In the hall a faint light came from the boys’ room. Their door was open, their window shades were up. They slept deeply and breathed evenly. The open stairs yawned at Christina’s feet and the delicate banisters around the balcony were thin as carved toothpicks.

“Ffffffff.

She turned on the flash. Some of the banisters stood straight in front of her, and others grew long and thin, and their shadows fluttered like moths. She swung the flash toward them, and they stood still while the doors to the boys’ room and the bathroom vanished. She turned to light those places, and the shadows behind her moved forward and grew fat.

She could not move fast enough. The shadows ate her feet.

The sea captain’s house looked down and up at her, exposed in her circle of light; the house all safe in its dark.

“Ffffffff.

Christina walked into the jaws of the whispering sound.

It’s not the Cove blowing out the candles, she thought, it’s here, in this house, somebody having an eternal birthday, never getting the wish right, the candles lighting back up like evil magic tricks.

“Ffffffff.

She climbed the open stairs into the cupola.

The stairs were very steep, and had only treads, not risers, so when she flashed the light at her feet, she could see through the stairs, down to the floors below.

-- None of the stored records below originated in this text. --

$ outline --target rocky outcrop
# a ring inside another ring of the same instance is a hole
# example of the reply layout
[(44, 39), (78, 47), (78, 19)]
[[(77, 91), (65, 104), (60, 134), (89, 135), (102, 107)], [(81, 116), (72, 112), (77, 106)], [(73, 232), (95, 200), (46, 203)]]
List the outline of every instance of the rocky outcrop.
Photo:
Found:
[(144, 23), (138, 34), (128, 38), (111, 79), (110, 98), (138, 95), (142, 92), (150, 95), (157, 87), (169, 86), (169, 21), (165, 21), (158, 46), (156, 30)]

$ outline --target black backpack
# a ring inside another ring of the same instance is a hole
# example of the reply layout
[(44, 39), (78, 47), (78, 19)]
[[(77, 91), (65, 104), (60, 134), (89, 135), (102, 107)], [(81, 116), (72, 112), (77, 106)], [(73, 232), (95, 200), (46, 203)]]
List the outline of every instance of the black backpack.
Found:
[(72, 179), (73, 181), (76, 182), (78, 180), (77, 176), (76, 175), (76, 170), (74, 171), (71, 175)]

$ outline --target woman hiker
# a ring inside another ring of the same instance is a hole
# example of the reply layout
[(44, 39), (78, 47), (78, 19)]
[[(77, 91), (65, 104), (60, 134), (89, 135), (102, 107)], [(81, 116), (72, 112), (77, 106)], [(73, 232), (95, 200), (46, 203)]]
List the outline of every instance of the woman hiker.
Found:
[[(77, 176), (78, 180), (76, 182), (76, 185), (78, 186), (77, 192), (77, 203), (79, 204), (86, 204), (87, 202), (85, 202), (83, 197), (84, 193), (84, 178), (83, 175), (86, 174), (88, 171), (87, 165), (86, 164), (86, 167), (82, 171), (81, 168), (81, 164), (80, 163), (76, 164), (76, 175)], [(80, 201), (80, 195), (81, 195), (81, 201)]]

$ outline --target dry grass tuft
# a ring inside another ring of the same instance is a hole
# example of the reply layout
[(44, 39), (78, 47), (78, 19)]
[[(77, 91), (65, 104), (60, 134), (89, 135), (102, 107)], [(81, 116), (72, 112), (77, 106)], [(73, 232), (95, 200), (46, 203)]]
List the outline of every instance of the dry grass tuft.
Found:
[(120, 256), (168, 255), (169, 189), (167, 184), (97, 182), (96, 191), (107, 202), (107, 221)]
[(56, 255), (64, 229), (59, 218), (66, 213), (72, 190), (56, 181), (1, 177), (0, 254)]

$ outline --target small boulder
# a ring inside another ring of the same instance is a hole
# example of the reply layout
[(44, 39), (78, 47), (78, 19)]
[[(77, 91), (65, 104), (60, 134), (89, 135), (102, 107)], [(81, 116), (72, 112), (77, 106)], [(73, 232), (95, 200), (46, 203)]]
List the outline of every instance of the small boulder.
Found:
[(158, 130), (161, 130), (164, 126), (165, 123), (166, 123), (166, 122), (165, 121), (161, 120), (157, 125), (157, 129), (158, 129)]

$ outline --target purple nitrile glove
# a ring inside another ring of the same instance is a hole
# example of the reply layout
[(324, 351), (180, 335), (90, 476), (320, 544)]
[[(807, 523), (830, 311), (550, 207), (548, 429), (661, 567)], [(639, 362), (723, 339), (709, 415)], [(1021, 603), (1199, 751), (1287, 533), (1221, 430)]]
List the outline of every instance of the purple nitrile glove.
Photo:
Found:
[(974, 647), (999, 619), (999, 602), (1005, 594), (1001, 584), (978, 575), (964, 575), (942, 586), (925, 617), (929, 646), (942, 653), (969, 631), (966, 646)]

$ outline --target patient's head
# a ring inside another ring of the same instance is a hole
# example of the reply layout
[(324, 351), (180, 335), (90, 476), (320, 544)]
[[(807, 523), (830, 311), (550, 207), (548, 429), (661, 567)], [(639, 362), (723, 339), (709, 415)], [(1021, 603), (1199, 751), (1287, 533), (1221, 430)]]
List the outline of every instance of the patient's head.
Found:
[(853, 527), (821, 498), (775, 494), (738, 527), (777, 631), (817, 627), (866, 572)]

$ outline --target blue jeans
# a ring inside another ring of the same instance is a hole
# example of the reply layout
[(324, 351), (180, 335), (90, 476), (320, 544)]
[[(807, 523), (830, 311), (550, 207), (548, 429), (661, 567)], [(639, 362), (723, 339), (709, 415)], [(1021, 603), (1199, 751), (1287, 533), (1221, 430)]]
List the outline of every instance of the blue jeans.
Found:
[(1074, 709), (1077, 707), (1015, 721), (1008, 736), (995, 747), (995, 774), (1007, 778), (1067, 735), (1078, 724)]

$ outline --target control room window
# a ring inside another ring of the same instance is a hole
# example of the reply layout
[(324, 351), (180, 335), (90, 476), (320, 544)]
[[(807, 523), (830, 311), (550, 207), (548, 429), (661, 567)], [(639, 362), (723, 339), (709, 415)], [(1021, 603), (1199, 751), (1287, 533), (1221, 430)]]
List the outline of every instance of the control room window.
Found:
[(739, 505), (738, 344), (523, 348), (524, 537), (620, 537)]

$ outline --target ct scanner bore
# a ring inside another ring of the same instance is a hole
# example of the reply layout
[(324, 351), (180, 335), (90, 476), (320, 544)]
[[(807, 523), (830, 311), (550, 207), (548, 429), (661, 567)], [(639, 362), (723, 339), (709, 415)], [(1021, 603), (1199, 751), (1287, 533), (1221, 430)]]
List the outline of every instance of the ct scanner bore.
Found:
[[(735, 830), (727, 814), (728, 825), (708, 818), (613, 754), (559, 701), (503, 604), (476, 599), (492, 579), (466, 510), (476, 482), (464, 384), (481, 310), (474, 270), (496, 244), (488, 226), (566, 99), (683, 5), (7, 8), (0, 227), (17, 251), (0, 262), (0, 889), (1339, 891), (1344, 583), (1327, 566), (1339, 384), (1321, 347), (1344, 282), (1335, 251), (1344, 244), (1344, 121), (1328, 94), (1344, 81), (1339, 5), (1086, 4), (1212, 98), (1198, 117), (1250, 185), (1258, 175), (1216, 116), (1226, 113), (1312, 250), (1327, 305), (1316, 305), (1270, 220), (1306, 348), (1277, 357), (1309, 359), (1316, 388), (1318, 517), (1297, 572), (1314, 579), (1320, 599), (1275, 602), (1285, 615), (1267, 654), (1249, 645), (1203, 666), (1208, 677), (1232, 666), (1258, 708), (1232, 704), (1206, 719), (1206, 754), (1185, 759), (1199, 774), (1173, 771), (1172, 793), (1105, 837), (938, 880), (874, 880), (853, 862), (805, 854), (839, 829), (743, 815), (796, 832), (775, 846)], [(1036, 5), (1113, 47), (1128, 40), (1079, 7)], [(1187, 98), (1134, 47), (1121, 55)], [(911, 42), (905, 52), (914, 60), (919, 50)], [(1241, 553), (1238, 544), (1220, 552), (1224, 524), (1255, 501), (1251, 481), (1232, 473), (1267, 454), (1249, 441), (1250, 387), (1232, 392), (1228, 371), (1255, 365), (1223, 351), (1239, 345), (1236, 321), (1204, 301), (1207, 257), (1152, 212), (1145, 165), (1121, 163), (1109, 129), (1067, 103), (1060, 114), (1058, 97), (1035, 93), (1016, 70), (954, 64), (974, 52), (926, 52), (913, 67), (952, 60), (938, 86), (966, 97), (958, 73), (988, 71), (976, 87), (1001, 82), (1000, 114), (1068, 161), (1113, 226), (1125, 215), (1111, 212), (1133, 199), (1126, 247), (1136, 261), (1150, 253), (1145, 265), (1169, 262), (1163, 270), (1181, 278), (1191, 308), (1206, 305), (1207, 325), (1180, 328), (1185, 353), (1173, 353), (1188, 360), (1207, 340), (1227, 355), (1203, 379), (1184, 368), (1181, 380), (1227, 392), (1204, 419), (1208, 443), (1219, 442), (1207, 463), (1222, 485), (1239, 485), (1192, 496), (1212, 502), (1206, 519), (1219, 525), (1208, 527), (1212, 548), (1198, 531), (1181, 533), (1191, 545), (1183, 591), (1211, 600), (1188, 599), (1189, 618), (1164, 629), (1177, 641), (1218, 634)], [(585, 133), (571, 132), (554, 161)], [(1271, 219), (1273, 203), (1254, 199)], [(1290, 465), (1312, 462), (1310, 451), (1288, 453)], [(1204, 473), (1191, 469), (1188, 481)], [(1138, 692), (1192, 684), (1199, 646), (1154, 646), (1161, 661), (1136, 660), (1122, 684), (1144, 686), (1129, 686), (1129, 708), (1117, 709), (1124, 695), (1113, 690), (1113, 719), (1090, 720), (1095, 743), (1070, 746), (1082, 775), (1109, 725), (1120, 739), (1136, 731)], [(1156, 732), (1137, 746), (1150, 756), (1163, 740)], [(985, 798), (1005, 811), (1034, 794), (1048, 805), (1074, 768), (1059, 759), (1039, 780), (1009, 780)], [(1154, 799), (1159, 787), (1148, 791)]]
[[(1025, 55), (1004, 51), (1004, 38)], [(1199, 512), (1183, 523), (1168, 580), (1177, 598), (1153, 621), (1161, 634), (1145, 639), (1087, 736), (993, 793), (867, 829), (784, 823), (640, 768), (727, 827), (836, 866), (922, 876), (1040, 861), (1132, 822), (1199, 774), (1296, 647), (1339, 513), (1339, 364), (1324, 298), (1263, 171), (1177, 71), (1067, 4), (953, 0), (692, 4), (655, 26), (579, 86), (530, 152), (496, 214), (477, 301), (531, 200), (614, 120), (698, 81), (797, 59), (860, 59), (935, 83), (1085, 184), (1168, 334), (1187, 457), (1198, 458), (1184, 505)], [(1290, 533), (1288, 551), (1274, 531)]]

The shadow of herself was huge, like a flowing Arab robe. She climbed up and up, too many steps, far higher than the ceiling was high, like a cartoon creature climbing beyond the building into the sky.

In the moonlight the cupola glittered. She flicked the flashlight upwards and the glass turned black, reflecting her like a mirror.

She looked up, and left, and down, and right, flashing her torch, searching the shadows. The huffing was screaming at her now, “FFFFFFFF. FFFFFFFFF. FFFFFFFFF!!!

The ghost of the sea captain’s bride stood white, frozen by a winter sea, framed by glass, whispering, “Ffffffff. Fffffffff. Fffffffffff.